La Place de l’Opéra

— par Émile Zola

"Au moment où il arrivait à la place de l’Opéra, Pierre, brisé de fatigue, éperdu, leva les yeux. Où était-il donc ? Le cœur de la grande ville semblait battre là, dans la vaste étendue de ce carrefour, comme si le sang des quartiers lointains eût afflué de tous les côtés, par de triomphales avenues. Il regarda se perdre à l’horizon les trouées de l’avenue de l’Opéra, des rues du 4-Septembre et de la Paix, claires encore d’un reste de jour, déjà étoilées d’un fourmillement d’étincelles.
Le boulevard traversait la place du torrent de sa circulation, où venaient se heurter les afflux des rues voisines, en de continuels remous, qui faisaient de ce point le gouffre le plus dangereux du monde. Vainement les gardiens de la paix tâchaient de mettre là quelque prudence, le flot des piétons débordait quand même, les roues s’enchevêtraient, les chevaux se cabraient, au milieu du bruit de marée humaine aussi haute, aussi incessante que la voix de tempête d’un océan. Puis, c’était la masse isolée de l’Opéra, peu à peu noyé d’ombre énorme et mystérieux, tel qu’un symbole, et dont l’Apollon porteur de lyre, tout en haut, gardait un dernier reflet de lumière dans le ciel blême.
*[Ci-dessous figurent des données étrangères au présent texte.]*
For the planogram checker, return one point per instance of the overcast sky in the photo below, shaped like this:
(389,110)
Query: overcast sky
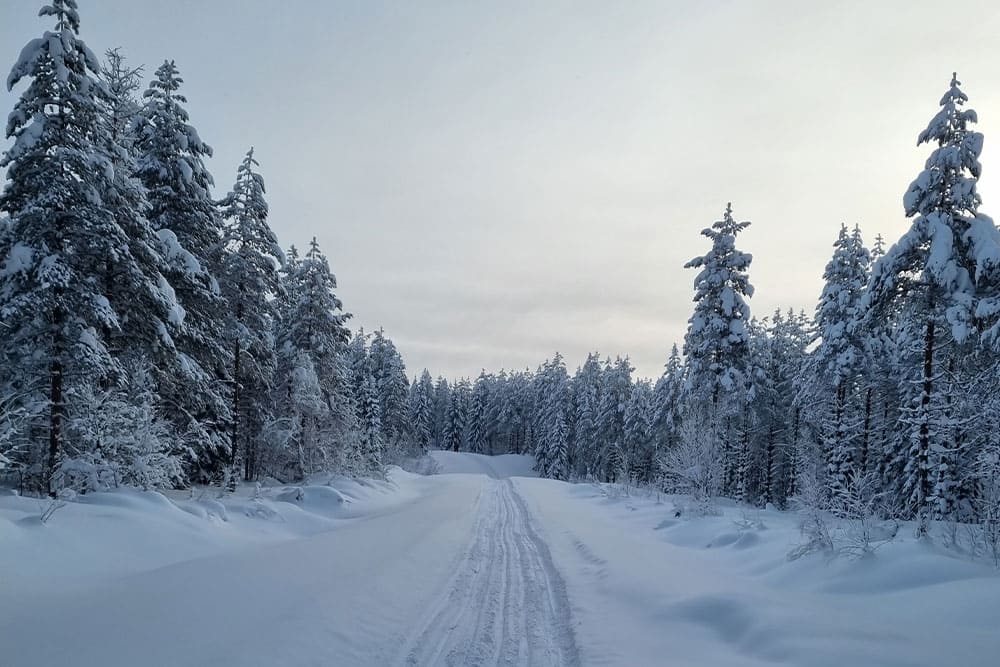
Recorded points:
(495,181)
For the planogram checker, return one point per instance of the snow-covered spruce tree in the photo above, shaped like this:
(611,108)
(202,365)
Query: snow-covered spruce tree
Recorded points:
(929,277)
(457,417)
(61,231)
(716,346)
(479,417)
(616,389)
(421,410)
(249,281)
(839,360)
(313,322)
(442,399)
(392,388)
(640,447)
(371,446)
(134,280)
(117,437)
(552,447)
(667,402)
(171,166)
(586,397)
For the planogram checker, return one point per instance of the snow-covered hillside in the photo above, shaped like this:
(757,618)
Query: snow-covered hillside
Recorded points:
(478,565)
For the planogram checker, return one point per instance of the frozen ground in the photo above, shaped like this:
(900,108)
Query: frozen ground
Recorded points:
(467,567)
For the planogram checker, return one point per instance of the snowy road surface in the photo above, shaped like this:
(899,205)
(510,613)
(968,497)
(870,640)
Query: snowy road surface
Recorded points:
(506,604)
(468,568)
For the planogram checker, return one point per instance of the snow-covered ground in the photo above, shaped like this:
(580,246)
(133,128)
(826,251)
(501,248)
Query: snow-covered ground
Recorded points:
(477,565)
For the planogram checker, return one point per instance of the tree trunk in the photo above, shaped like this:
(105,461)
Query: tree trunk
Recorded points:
(924,446)
(866,432)
(56,408)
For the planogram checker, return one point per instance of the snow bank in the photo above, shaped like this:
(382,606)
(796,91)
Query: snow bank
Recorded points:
(497,467)
(168,582)
(102,535)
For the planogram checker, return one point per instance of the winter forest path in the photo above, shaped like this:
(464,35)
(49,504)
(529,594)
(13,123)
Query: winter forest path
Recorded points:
(506,603)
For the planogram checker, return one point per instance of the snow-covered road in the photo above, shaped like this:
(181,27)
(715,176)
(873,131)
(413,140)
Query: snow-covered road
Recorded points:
(474,567)
(506,603)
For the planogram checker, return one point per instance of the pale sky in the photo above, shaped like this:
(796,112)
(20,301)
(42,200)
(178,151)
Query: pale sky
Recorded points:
(495,181)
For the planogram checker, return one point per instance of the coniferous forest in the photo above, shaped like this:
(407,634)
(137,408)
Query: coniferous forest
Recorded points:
(157,333)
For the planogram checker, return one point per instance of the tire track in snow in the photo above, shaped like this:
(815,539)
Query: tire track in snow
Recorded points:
(506,603)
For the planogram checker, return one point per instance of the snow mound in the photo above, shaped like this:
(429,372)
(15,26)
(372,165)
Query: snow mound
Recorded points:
(498,467)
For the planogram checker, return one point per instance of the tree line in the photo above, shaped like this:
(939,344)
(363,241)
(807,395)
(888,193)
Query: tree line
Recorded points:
(886,396)
(151,334)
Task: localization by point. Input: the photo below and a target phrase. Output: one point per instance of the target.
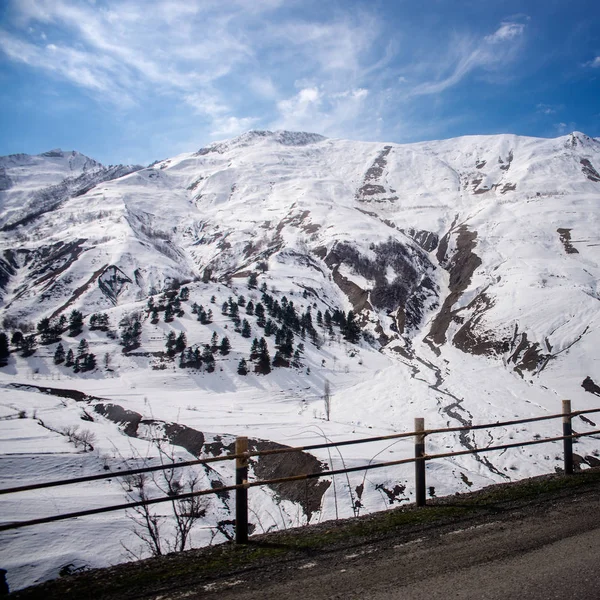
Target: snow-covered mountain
(471, 267)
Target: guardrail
(242, 457)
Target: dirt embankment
(372, 556)
(461, 267)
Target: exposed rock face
(588, 170)
(461, 266)
(112, 282)
(400, 275)
(565, 238)
(372, 189)
(308, 493)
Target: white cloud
(595, 63)
(506, 31)
(467, 55)
(546, 109)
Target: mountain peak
(283, 137)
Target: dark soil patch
(179, 573)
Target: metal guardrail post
(420, 464)
(241, 494)
(567, 443)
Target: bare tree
(327, 399)
(149, 526)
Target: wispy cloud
(468, 54)
(547, 109)
(235, 65)
(595, 63)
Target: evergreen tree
(169, 313)
(225, 346)
(270, 327)
(17, 339)
(43, 326)
(75, 323)
(296, 359)
(214, 341)
(170, 344)
(59, 355)
(89, 362)
(263, 362)
(351, 330)
(246, 330)
(242, 367)
(70, 358)
(4, 349)
(208, 358)
(279, 360)
(29, 345)
(259, 311)
(82, 348)
(180, 342)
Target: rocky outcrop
(461, 266)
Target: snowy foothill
(469, 268)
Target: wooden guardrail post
(420, 464)
(567, 443)
(241, 494)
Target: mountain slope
(455, 280)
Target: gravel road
(532, 540)
(535, 552)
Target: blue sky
(131, 81)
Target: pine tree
(59, 355)
(75, 323)
(169, 313)
(17, 339)
(82, 348)
(70, 358)
(214, 341)
(29, 345)
(263, 362)
(170, 344)
(242, 367)
(246, 330)
(89, 362)
(351, 329)
(4, 349)
(180, 342)
(225, 346)
(208, 358)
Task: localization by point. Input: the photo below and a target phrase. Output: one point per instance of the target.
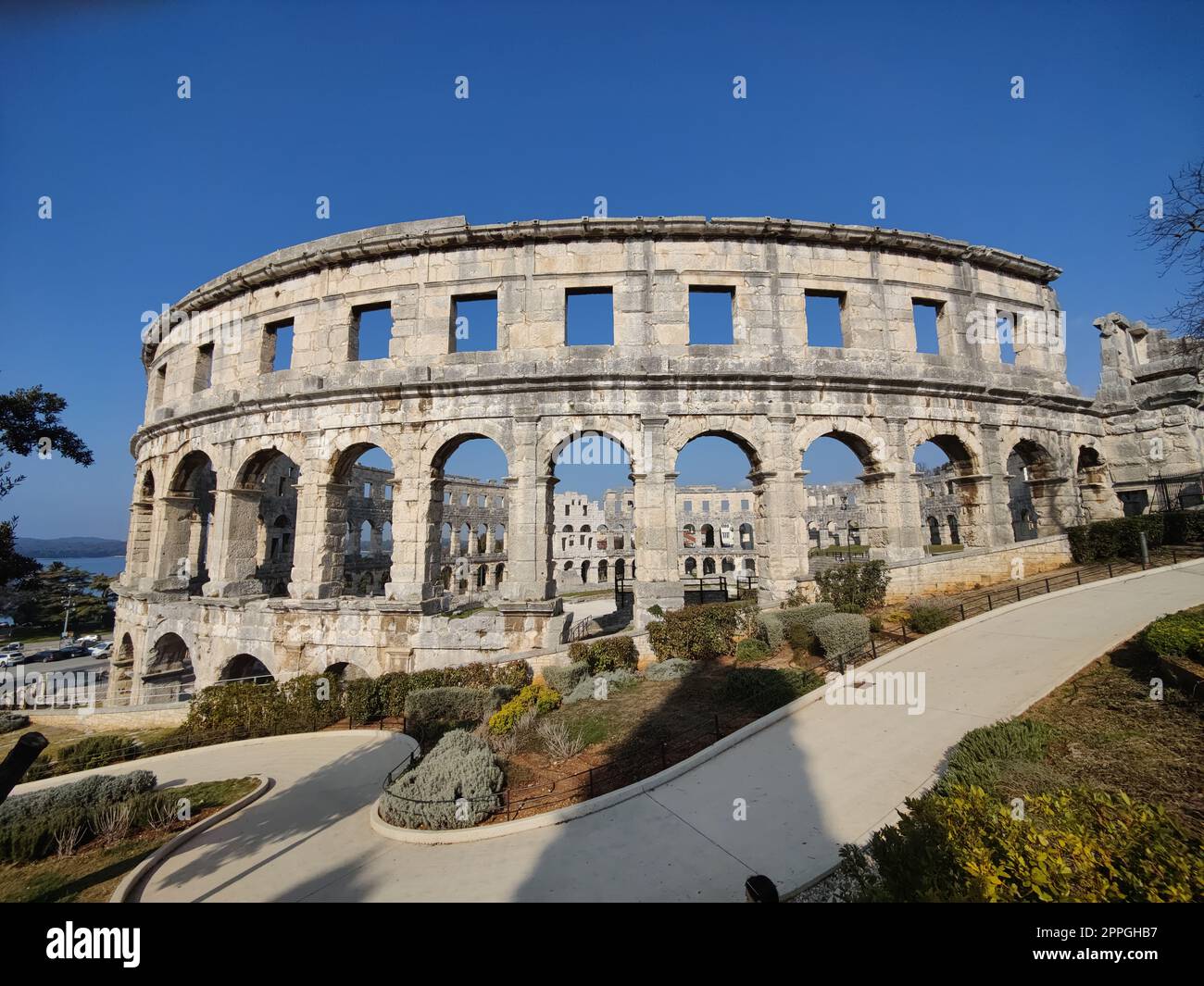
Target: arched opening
(470, 505)
(719, 493)
(245, 668)
(168, 676)
(593, 483)
(1035, 492)
(368, 473)
(187, 525)
(949, 484)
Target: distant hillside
(69, 547)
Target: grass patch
(93, 873)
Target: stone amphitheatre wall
(219, 419)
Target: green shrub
(842, 634)
(854, 588)
(10, 721)
(95, 752)
(983, 755)
(458, 767)
(801, 640)
(617, 680)
(538, 697)
(445, 705)
(564, 678)
(762, 690)
(961, 844)
(670, 669)
(1119, 537)
(750, 652)
(608, 654)
(926, 618)
(29, 822)
(1176, 634)
(697, 632)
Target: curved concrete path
(813, 780)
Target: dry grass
(1111, 734)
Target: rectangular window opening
(823, 318)
(1006, 330)
(278, 344)
(474, 323)
(710, 316)
(371, 331)
(205, 368)
(589, 317)
(926, 315)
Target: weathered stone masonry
(219, 420)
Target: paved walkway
(819, 778)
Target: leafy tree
(29, 423)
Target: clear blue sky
(152, 195)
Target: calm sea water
(109, 566)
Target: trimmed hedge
(533, 696)
(460, 766)
(608, 654)
(29, 822)
(762, 690)
(698, 632)
(926, 618)
(564, 678)
(856, 586)
(10, 721)
(842, 633)
(449, 705)
(1176, 634)
(1119, 537)
(750, 652)
(774, 624)
(669, 670)
(617, 680)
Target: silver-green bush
(458, 776)
(615, 680)
(564, 678)
(774, 622)
(666, 670)
(842, 633)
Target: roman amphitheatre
(245, 550)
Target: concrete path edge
(561, 815)
(136, 877)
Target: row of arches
(256, 550)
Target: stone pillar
(417, 519)
(782, 513)
(975, 528)
(996, 512)
(654, 526)
(320, 547)
(902, 500)
(530, 520)
(235, 545)
(137, 573)
(175, 566)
Et toutes les fenêtres des façades s’éclairaient, une allégresse naissait de ces milliers de lampes qui étincelaient une à une, un besoin de détente universelle, de libre assouvissement s’épandait avec l’ombre croissante, tandis que, de loin en loin, les globes électriques éclataient comme les lunes des nuits claires de Paris."